When the Therapist Over-Empathizes . . .
. . . of detachment in therapeutic relationships

In an interesting discussion on empathy, identification, and symptom transfer . . . one of the discussion participants made the statement that one of the challenges when hypnotizing others is for the hypnotist to make certain he doesn’t hypnotize himself into accepting the suggestions or transferring the client’s problems to himself.

Thanks for posting this as it is a new one on me.

I believe this should NEVER be an issue. As the hypnotist, you are still driving the session. Even if you are entering trance yourself, your unconscious should be focused on ways to help the client find solutions to the issues. If a hypnotist finds it a challenge to keep focused and keep the emotional feedback loop clean then they are likely very exceptionally empathic and extremely suggestible to the point that you need to find another route to changework. When working with a client, we need to identify with the client but not with the issues.

Transferring problems from one host to another is extremely rare and implies a therapist who just perhaps needs some therapy to work on over-identification.

The therapist should be oriented on solutions, not problems. The identification for the therapist should be on helping to find solutions not on how the problems are affecting the person or how they might affect the hypnotist if they were transferred. Stay focused on solutions and all will go well.

We should empathize with a client’s problems but we should not identify with them. To be a good therapist, you must have a certain degree of empathy but you also have to maintain a rather healthy degree of detachment so you can do your job. Doctor’s don’t perform surgery on their kids as they are too attached and can’t see the forest for the trees. The same goes to therapeutical relationships. We should empathize but not feel the pain to the degree that it interferes with our task of helping to find solutions. This is another reason it’s not the best idea for folks to do large scale changework with loved ones (there are other good reasons as well).

Now, many hypnotists will enter a trance state while working with a client. Many find it very useful. However, the folks who feel that this poses any danger to the hypnotist are focusing too much on negative possiblities that are in fact very unlikely for most people, especially therapists who are worth their salt. While some folks may suggest doing a preventative or self-protective self-hypnosis script to guard against taking on client symptoms I would suggest that this practice probably has more potential disadvantages than advantages. If we try not to take on the symptoms we’re focusing on those symptoms and the possiblity of transfer too much and that just opens up the possibility of self-fullfilling prophecy for the folks who believe this sort of thing happens (try not to think of an elephant . . . notice the first thing you think of).

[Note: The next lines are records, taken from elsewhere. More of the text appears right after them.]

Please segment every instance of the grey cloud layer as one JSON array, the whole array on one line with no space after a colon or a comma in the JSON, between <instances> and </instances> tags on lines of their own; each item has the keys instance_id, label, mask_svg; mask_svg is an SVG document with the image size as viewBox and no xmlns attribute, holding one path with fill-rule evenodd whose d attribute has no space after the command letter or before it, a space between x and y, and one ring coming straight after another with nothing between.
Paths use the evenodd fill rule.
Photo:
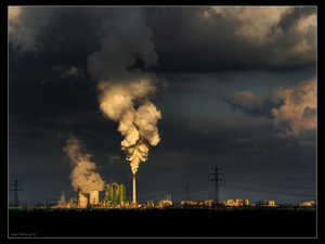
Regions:
<instances>
[{"instance_id":1,"label":"grey cloud layer","mask_svg":"<svg viewBox=\"0 0 325 244\"><path fill-rule=\"evenodd\" d=\"M152 8L141 11L159 56L157 70L286 70L315 65L315 8ZM40 37L49 35L46 30L50 30L51 22L57 22L60 28L73 30L76 37L83 38L87 34L86 38L93 38L95 41L88 44L96 49L102 37L116 31L110 28L114 20L122 24L123 14L133 12L127 8L15 9L10 11L10 40L13 47L36 51L42 43ZM86 24L76 28L76 22ZM130 31L126 40L136 36ZM65 36L57 42L76 46L82 38ZM146 59L155 63L157 56L151 54Z\"/></svg>"}]
</instances>

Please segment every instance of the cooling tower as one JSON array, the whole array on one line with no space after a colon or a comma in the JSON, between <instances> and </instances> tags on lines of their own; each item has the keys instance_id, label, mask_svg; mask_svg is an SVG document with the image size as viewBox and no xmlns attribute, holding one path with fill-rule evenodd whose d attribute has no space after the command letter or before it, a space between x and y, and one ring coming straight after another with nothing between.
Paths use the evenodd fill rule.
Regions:
<instances>
[{"instance_id":1,"label":"cooling tower","mask_svg":"<svg viewBox=\"0 0 325 244\"><path fill-rule=\"evenodd\" d=\"M91 191L89 194L89 204L96 205L100 203L100 192L99 191Z\"/></svg>"},{"instance_id":2,"label":"cooling tower","mask_svg":"<svg viewBox=\"0 0 325 244\"><path fill-rule=\"evenodd\" d=\"M78 203L78 205L79 205L80 208L86 208L87 205L88 205L88 197L81 192L79 192L79 203Z\"/></svg>"},{"instance_id":3,"label":"cooling tower","mask_svg":"<svg viewBox=\"0 0 325 244\"><path fill-rule=\"evenodd\" d=\"M136 203L136 196L135 196L135 174L133 174L133 203Z\"/></svg>"}]
</instances>

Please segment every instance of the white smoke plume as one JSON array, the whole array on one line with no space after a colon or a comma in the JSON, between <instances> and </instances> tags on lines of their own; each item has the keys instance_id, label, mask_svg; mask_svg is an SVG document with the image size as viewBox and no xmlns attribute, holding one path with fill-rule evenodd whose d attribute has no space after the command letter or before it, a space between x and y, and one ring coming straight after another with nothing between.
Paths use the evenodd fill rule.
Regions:
<instances>
[{"instance_id":1,"label":"white smoke plume","mask_svg":"<svg viewBox=\"0 0 325 244\"><path fill-rule=\"evenodd\" d=\"M70 175L73 188L78 189L82 193L90 193L90 191L103 191L105 182L102 180L100 174L95 172L95 163L91 162L91 154L81 152L81 143L76 138L70 136L67 140L64 152L67 153L73 171Z\"/></svg>"},{"instance_id":2,"label":"white smoke plume","mask_svg":"<svg viewBox=\"0 0 325 244\"><path fill-rule=\"evenodd\" d=\"M316 129L316 78L292 87L281 87L272 95L274 101L283 102L280 107L271 111L274 116L273 125L281 131L277 136L298 137L304 130Z\"/></svg>"},{"instance_id":3,"label":"white smoke plume","mask_svg":"<svg viewBox=\"0 0 325 244\"><path fill-rule=\"evenodd\" d=\"M88 59L88 73L99 81L103 115L119 123L118 131L125 137L121 149L135 174L139 164L147 160L150 146L160 141L157 121L161 113L150 100L167 82L134 67L139 62L145 68L157 63L144 11L119 10L114 16L107 22L109 31L102 40L102 49Z\"/></svg>"}]
</instances>

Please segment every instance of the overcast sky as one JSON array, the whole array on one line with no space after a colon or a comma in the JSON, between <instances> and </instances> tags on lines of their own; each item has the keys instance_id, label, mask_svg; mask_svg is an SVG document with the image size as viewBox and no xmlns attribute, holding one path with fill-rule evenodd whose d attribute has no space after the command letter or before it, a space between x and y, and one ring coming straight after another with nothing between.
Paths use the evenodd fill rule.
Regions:
<instances>
[{"instance_id":1,"label":"overcast sky","mask_svg":"<svg viewBox=\"0 0 325 244\"><path fill-rule=\"evenodd\" d=\"M191 200L213 198L214 166L221 200L315 197L316 8L11 7L9 176L28 201L74 191L70 137L131 195L123 136L99 85L133 76L155 80L146 99L161 114L138 201L179 202L187 184Z\"/></svg>"}]
</instances>

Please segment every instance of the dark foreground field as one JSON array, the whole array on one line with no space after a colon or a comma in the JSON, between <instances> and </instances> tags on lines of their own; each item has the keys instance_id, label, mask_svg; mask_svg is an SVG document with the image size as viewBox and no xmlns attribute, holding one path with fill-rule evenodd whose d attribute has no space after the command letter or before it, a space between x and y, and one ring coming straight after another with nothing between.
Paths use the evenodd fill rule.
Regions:
<instances>
[{"instance_id":1,"label":"dark foreground field","mask_svg":"<svg viewBox=\"0 0 325 244\"><path fill-rule=\"evenodd\" d=\"M316 235L308 209L34 210L9 213L9 236L287 236Z\"/></svg>"}]
</instances>

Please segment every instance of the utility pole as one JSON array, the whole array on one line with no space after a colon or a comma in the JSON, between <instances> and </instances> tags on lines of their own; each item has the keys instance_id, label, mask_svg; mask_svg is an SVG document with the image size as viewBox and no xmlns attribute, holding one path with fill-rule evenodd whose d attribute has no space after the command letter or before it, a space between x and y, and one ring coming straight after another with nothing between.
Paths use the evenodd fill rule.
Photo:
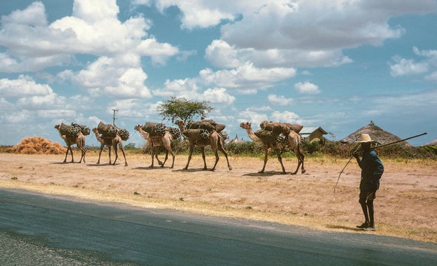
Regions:
<instances>
[{"instance_id":1,"label":"utility pole","mask_svg":"<svg viewBox=\"0 0 437 266\"><path fill-rule=\"evenodd\" d=\"M117 118L115 118L115 112L116 112L117 111L118 111L118 110L119 110L118 109L112 109L112 111L114 111L114 116L112 116L112 125L115 125L115 119L117 119Z\"/></svg>"}]
</instances>

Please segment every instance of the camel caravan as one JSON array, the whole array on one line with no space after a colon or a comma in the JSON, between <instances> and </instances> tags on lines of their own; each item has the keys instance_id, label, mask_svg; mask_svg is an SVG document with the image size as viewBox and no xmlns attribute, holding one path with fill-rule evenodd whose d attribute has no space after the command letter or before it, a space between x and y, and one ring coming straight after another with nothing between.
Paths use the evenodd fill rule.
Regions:
<instances>
[{"instance_id":1,"label":"camel caravan","mask_svg":"<svg viewBox=\"0 0 437 266\"><path fill-rule=\"evenodd\" d=\"M198 146L200 149L202 158L203 159L203 170L208 170L206 163L206 157L205 148L210 146L215 156L215 162L212 168L209 169L214 171L219 161L218 151L223 153L226 158L228 168L232 170L232 166L229 162L228 152L225 150L225 141L228 139L228 134L224 131L226 127L224 124L217 123L211 119L203 119L200 121L185 121L182 120L176 121L175 123L178 127L166 127L162 123L147 122L144 125L138 124L134 129L139 133L139 135L144 139L151 148L151 163L149 168L154 167L154 161L156 159L158 164L164 167L169 158L169 153L171 154L172 162L170 168L173 168L175 163L175 154L171 150L171 142L173 140L179 139L181 136L189 141L189 152L188 161L183 170L187 170L191 159L194 147ZM244 122L240 124L240 127L246 130L249 138L253 141L260 142L264 147L264 162L262 169L259 173L264 172L268 160L268 151L273 149L277 154L277 159L282 168L282 173L285 174L285 168L282 163L281 157L281 148L289 148L294 152L298 158L298 167L291 175L295 175L301 167L301 172L305 172L304 167L304 154L300 147L300 136L299 132L303 126L299 124L291 124L287 123L268 122L264 121L259 125L260 129L253 132L252 124L249 122ZM67 161L68 151L70 150L71 154L71 162L74 162L73 152L71 145L77 144L78 148L82 152L82 157L79 163L85 163L85 136L89 134L89 128L86 126L71 123L67 125L64 123L56 125L55 128L58 130L62 139L65 141L68 148L65 154L64 163ZM120 129L115 125L105 124L100 122L97 127L92 129L92 132L96 135L96 139L101 143L100 152L98 153L98 160L97 164L100 163L100 159L102 151L105 146L109 150L110 164L114 165L118 159L118 148L121 150L124 157L125 166L128 166L126 157L123 148L123 141L127 141L130 136L128 130ZM163 146L166 150L165 159L161 161L157 157L158 148ZM115 159L113 163L111 161L111 148L114 148Z\"/></svg>"}]
</instances>

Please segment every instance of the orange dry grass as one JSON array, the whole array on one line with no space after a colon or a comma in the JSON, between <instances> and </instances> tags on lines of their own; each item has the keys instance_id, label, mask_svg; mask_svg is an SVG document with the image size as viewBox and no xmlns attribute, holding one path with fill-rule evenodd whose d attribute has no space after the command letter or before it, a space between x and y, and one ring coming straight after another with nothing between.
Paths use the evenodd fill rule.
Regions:
<instances>
[{"instance_id":1,"label":"orange dry grass","mask_svg":"<svg viewBox=\"0 0 437 266\"><path fill-rule=\"evenodd\" d=\"M60 154L66 149L59 143L53 143L42 136L26 137L11 148L15 153L24 154Z\"/></svg>"}]
</instances>

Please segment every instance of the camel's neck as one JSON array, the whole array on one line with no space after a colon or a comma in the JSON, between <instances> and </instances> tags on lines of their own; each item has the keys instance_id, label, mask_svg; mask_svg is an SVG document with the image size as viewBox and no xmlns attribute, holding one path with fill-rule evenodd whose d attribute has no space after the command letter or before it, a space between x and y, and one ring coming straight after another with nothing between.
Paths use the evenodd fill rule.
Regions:
<instances>
[{"instance_id":1,"label":"camel's neck","mask_svg":"<svg viewBox=\"0 0 437 266\"><path fill-rule=\"evenodd\" d=\"M63 139L64 141L65 141L65 135L62 135L62 134L60 134L60 130L58 130L58 129L57 129L56 130L58 130L58 133L59 133L59 136L61 136L61 138L62 138L62 139Z\"/></svg>"},{"instance_id":2,"label":"camel's neck","mask_svg":"<svg viewBox=\"0 0 437 266\"><path fill-rule=\"evenodd\" d=\"M250 138L250 139L252 139L253 141L261 142L261 139L259 139L259 138L257 137L257 135L255 134L255 133L253 133L253 130L252 130L252 128L246 128L246 131L248 132L249 138Z\"/></svg>"},{"instance_id":3,"label":"camel's neck","mask_svg":"<svg viewBox=\"0 0 437 266\"><path fill-rule=\"evenodd\" d=\"M148 139L149 134L144 132L142 128L139 127L137 129L137 130L138 130L138 132L139 132L139 134L143 137L143 139Z\"/></svg>"},{"instance_id":4,"label":"camel's neck","mask_svg":"<svg viewBox=\"0 0 437 266\"><path fill-rule=\"evenodd\" d=\"M180 130L181 132L185 131L185 125L178 124L178 127L179 127L179 130Z\"/></svg>"},{"instance_id":5,"label":"camel's neck","mask_svg":"<svg viewBox=\"0 0 437 266\"><path fill-rule=\"evenodd\" d=\"M98 132L96 131L94 134L96 134L96 139L97 139L97 141L100 142L101 143L103 143L104 141L102 138L100 137Z\"/></svg>"}]
</instances>

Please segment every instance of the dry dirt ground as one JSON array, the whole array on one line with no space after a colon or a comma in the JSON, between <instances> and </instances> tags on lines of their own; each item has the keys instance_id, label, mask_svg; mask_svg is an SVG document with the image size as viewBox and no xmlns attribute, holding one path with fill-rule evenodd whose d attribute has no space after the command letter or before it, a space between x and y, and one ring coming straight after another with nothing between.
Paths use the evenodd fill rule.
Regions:
<instances>
[{"instance_id":1,"label":"dry dirt ground","mask_svg":"<svg viewBox=\"0 0 437 266\"><path fill-rule=\"evenodd\" d=\"M161 155L162 157L162 155ZM75 154L75 158L80 158ZM86 163L62 163L64 155L0 154L0 188L68 195L88 200L123 202L145 208L178 209L202 215L243 218L300 225L319 230L357 232L363 215L358 203L360 169L354 159L341 175L347 159L310 158L307 172L281 175L275 158L264 174L259 158L232 157L228 170L221 157L215 172L202 170L200 156L188 170L187 156L177 156L174 169L149 168L150 156L127 154L117 164L102 163L87 154ZM437 161L382 159L385 172L375 201L377 231L437 242ZM210 167L214 161L207 157ZM295 158L284 160L294 170Z\"/></svg>"}]
</instances>

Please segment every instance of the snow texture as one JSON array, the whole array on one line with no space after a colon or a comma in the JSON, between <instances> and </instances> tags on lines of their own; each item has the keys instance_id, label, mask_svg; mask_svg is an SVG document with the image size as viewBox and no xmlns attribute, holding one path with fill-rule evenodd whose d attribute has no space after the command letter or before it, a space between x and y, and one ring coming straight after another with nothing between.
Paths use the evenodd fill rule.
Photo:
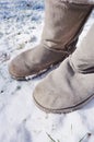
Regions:
<instances>
[{"instance_id":1,"label":"snow texture","mask_svg":"<svg viewBox=\"0 0 94 142\"><path fill-rule=\"evenodd\" d=\"M48 72L21 82L8 72L14 56L39 43L44 16L44 0L0 0L0 142L94 142L94 100L71 114L45 114L32 95Z\"/></svg>"}]
</instances>

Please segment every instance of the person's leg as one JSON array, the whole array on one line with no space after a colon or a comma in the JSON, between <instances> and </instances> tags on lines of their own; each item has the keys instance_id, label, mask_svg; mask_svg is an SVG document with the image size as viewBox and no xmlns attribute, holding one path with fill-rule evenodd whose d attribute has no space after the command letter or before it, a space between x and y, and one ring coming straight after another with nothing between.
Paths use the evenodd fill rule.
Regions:
<instances>
[{"instance_id":1,"label":"person's leg","mask_svg":"<svg viewBox=\"0 0 94 142\"><path fill-rule=\"evenodd\" d=\"M46 0L40 45L14 58L9 66L10 74L23 79L62 61L75 49L78 36L91 11L90 5Z\"/></svg>"},{"instance_id":2,"label":"person's leg","mask_svg":"<svg viewBox=\"0 0 94 142\"><path fill-rule=\"evenodd\" d=\"M81 45L34 91L34 100L48 113L69 113L94 97L94 25Z\"/></svg>"}]
</instances>

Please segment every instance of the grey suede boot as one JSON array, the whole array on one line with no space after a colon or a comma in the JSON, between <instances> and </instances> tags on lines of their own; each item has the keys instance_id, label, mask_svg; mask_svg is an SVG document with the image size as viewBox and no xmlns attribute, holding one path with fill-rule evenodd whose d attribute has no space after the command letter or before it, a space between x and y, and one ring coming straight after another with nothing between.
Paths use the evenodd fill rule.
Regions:
<instances>
[{"instance_id":1,"label":"grey suede boot","mask_svg":"<svg viewBox=\"0 0 94 142\"><path fill-rule=\"evenodd\" d=\"M10 74L22 80L62 61L75 49L78 36L91 11L90 5L46 0L40 45L15 57L9 66Z\"/></svg>"},{"instance_id":2,"label":"grey suede boot","mask_svg":"<svg viewBox=\"0 0 94 142\"><path fill-rule=\"evenodd\" d=\"M94 97L94 25L58 69L35 88L34 100L48 113L69 113Z\"/></svg>"}]
</instances>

Don’t focus on trying to avoid this issue (don’t think of an elephant). Rather, focuse on your state change being geared towards leading the client into state and then allow your unconscious to help you find resources within you that allow you to guide the client into finding her own resources within to solve the issues facing her.

In my opinion.

Of course, this isn’t quite what the original poster was asking about in reference to going into trance while listening to his own voice in a recorded induction which may have to do with a triggering effect based upon being in state while doing the recording and then having the words and tones retrigger that state. Or, simply, you respond really well to the induction set you chose to record and found it very easy to respond again. Either way, it was obviously an interesting and powerful phenomenon.